Millions of viewers could be cut off from watching TV in Britain as a result of new high speed 4G mobile phone signals.
Around 40,000 homes will lose their signal entirely and will be forced to use alternatives such as satellite or cable to receive a TV signal.
The firm monitoring the problem admitted that distributing filters to 2.3 million viewers before the networks go live was a race against time.
With the TV services switching over to digital, a band earlier used by TV is being diverted to phone firms to offer high speed 4G services.

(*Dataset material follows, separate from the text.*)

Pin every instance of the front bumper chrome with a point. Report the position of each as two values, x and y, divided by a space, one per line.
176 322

This 800 MHz band is currently being auctioned by Ofcom to companies that wish to provide 4G services, the Daily Mail reports.

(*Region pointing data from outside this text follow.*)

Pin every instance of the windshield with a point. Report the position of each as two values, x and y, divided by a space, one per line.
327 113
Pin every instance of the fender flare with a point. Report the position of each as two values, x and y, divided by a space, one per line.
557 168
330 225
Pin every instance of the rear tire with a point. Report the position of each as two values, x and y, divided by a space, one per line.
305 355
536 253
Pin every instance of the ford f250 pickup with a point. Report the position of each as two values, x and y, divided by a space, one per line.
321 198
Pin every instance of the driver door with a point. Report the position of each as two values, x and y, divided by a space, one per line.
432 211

In certain circumstances, it is possible that new 4G services at 800 MHz could interfere with some existing terrestrial digital TV signals, meaning that viewers will need to fit a filter or, in around 40,000 cases, use cable or satellite providers.

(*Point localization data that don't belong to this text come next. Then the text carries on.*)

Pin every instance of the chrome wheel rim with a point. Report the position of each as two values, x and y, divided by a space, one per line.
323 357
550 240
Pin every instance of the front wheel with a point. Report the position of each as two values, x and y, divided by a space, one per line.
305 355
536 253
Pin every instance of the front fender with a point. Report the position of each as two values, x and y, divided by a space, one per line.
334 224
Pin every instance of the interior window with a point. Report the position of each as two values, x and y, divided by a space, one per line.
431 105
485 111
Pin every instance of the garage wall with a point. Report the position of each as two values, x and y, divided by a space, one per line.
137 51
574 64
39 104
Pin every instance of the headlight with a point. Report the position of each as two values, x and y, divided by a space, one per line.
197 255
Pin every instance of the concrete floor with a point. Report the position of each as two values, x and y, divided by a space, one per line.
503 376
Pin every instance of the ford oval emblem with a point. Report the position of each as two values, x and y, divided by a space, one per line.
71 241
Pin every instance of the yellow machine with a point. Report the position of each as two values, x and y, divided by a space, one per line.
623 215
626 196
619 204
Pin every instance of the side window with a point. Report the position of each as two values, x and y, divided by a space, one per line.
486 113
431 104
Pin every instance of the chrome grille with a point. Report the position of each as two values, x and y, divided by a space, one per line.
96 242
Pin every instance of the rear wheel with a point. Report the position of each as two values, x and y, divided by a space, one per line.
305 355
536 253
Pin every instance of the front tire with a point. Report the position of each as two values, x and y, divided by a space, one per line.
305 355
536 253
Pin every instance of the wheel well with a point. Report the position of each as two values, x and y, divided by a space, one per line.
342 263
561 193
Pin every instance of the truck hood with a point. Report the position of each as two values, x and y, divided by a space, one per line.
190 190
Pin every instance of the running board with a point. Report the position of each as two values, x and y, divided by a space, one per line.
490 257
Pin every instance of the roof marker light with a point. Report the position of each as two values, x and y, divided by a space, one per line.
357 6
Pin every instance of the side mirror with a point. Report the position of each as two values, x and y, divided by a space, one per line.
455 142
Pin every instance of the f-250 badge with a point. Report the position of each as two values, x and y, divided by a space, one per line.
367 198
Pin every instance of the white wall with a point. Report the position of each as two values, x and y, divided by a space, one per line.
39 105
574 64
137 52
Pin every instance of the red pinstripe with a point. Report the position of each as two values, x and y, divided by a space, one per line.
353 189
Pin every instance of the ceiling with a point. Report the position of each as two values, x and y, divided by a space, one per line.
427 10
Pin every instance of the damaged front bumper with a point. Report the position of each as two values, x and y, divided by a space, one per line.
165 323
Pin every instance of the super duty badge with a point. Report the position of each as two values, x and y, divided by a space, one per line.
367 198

Digital Mobile Spectrum Limited (DMSL), a new company funded by 180 million pounds of the proceeds of the ongoing 4G radio spectrum auction, is in charge of the problem.
The auction is expected to finish later this month, allowing mobile operators to begin building the 4G networks by the summer.
"We need to be fully operational by March to be in place to mitigate any interference issues," said Simon Beresford-Wylie, a telecom industry veteran appointed as chief executive of DMSL.
"We expect to be able to identify affected households. We will need to procure millions (of filters) in the first instance," he said.